Codeblock 15-16: std::mem::drop aufrufen um einen Wert explizit aufzuräumen bevor er den Gültigkeitsbereich verlässt

Wenn wir den Programmcode aufrufen, wird folgendes ausgegeben:

$ cargo run
   Compiling drop-example v0.1.0 (file:///projects/drop-example)
    Finished dev [unoptimized + debuginfo] target(s) in 0.73s
     Running `target/debug/drop-example`
CustomSmartPointer erzeugt.
CustomSmartPointer mit Daten aufräumen: `Daten`!
CustomSmartPointer vor dem Ende von main aufgeräumt.

Der Text CustomSmartPointer mit Daten aufräumen: `Daten`! wird zwischen CustomSmartPointer erzeugt und CustomSmartPointer vor dem Ende von main aufgeräumt. ausgegeben und zeigt, dass der drop-Methodencode aufgerufen wird um c an diesem Punkt aufzuräumen.

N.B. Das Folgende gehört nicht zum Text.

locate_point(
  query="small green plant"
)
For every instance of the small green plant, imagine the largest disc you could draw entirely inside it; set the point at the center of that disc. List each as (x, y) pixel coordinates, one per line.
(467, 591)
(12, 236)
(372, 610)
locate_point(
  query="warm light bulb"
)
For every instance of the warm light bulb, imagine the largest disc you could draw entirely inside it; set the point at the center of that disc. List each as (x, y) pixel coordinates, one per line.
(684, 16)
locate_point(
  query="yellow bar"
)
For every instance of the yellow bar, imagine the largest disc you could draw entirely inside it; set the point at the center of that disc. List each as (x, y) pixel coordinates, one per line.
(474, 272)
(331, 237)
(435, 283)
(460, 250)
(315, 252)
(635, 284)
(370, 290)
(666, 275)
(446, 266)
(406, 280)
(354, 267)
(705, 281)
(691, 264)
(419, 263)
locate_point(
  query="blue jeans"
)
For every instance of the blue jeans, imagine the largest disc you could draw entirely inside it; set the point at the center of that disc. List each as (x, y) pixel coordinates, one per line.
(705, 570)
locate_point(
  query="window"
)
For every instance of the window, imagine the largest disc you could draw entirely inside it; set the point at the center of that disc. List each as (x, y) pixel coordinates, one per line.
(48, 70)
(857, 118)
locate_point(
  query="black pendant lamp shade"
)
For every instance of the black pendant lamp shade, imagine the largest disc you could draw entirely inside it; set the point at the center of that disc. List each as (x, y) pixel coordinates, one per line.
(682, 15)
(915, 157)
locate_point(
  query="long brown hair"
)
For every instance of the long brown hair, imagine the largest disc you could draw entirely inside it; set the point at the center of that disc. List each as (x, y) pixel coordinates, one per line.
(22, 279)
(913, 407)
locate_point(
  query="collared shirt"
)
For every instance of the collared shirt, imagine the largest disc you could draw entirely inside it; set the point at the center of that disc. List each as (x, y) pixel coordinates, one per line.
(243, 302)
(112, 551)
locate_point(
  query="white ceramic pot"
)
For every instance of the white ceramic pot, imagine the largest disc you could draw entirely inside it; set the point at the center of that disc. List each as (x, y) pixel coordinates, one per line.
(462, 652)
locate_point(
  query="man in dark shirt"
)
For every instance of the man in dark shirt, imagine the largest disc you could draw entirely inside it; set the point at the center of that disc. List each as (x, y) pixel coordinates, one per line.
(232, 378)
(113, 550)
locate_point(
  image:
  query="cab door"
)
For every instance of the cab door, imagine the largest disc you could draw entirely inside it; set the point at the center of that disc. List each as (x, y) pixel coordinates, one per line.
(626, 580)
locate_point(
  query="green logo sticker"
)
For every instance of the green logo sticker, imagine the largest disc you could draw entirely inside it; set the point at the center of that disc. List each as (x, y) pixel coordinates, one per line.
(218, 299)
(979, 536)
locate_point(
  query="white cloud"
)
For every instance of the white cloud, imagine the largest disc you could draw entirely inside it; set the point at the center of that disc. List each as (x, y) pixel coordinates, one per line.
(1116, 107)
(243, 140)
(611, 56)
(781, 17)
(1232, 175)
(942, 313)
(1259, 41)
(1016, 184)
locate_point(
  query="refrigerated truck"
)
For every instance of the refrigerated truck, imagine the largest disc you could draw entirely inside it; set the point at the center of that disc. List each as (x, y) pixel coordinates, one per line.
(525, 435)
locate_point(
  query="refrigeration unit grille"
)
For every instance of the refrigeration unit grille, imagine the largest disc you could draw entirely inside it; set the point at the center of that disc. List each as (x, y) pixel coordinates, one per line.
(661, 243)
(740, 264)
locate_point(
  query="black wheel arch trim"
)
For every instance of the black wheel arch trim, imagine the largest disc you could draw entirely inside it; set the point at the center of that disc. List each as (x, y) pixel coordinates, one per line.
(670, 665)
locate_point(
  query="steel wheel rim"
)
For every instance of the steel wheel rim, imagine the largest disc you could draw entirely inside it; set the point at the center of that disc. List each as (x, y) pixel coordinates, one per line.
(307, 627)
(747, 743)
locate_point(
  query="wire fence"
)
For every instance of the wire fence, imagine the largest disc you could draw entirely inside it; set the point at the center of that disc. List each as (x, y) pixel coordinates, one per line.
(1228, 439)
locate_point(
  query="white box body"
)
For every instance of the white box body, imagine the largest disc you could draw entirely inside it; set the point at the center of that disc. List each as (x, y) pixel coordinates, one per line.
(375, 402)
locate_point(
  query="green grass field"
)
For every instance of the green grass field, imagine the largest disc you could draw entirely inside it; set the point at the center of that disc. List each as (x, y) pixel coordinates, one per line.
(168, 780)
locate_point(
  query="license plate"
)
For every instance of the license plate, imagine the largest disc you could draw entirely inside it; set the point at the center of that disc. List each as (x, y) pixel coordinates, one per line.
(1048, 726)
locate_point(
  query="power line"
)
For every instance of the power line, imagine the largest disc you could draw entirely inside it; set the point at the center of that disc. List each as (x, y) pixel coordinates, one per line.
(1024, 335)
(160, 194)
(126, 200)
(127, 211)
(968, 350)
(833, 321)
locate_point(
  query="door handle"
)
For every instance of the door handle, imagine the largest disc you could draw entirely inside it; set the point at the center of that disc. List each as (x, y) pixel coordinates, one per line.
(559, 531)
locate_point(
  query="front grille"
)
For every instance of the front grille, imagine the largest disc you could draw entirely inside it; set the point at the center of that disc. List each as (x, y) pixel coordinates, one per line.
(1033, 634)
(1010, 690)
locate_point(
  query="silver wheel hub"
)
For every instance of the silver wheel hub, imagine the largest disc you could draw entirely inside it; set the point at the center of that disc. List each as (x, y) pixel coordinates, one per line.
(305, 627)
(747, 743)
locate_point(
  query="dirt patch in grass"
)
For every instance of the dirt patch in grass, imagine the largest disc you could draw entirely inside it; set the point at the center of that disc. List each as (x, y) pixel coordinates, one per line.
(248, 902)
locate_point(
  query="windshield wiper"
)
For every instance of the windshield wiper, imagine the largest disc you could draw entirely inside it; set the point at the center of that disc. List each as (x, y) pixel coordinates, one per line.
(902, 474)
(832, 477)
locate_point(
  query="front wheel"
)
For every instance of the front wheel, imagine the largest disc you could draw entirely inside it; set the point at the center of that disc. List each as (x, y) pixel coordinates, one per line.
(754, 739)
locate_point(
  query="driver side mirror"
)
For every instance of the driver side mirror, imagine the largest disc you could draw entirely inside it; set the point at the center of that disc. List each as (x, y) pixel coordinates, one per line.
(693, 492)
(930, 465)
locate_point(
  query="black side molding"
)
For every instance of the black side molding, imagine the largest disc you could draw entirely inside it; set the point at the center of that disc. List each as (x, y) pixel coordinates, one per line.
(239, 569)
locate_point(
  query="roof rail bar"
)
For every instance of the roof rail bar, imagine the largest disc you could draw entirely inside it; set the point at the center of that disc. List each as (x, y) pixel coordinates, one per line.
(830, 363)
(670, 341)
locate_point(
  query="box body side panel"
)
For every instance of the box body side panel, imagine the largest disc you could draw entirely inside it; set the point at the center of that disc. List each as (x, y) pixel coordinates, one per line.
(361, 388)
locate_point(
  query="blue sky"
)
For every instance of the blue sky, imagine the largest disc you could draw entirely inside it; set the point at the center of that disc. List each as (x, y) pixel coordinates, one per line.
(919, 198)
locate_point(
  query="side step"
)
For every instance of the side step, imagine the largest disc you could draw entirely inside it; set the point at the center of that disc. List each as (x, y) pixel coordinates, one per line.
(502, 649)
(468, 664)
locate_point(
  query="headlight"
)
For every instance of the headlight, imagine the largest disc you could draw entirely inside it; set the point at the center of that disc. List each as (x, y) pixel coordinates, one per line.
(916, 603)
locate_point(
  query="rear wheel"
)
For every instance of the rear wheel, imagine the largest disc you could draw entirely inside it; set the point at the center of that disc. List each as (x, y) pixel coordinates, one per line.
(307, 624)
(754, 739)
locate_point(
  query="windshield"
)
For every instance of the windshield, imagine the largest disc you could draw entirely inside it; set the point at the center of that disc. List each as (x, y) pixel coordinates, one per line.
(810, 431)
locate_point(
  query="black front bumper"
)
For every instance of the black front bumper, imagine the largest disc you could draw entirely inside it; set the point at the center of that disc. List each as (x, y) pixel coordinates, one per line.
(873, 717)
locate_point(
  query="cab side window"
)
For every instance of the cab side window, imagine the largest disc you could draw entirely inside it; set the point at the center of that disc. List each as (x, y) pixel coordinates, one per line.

Du kannst den Programmcode, der in einer Implementierung des Drop-Merkmals angegeben ist, auf viele Arten verwenden, um das Aufräumen bequem und sicher zu gestalten. Du kannst ihn beispielsweise dazu verwenden, deine eigene Speicherverwaltung (memory allocator) zu erstellen! Mit dem Merkmal Drop und dem Eigentümerschaftssystem von Rust musst du nicht ans Aufräumen denken, da Rust dies automatisch tut.

Man muss sich auch keine Sorgen über Probleme machen, die sich aus dem versehentlichen Aufräumen noch verwendeter Werte ergeben: Das Eigentümerschaftssystem, das sicherstellt, das Referenzen immer gültig sind, stellt auch sicher, dass drop nur einmal aufgerufen wird, wenn der Wert nicht mehr verwendet wird.

Nachdem wir nun Box<T> und einige der Merkmale von intelligenten Zeigern untersucht haben, schauen wir uns einige andere intelligente Zeiger an, die in der Standardbibliothek definiert sind.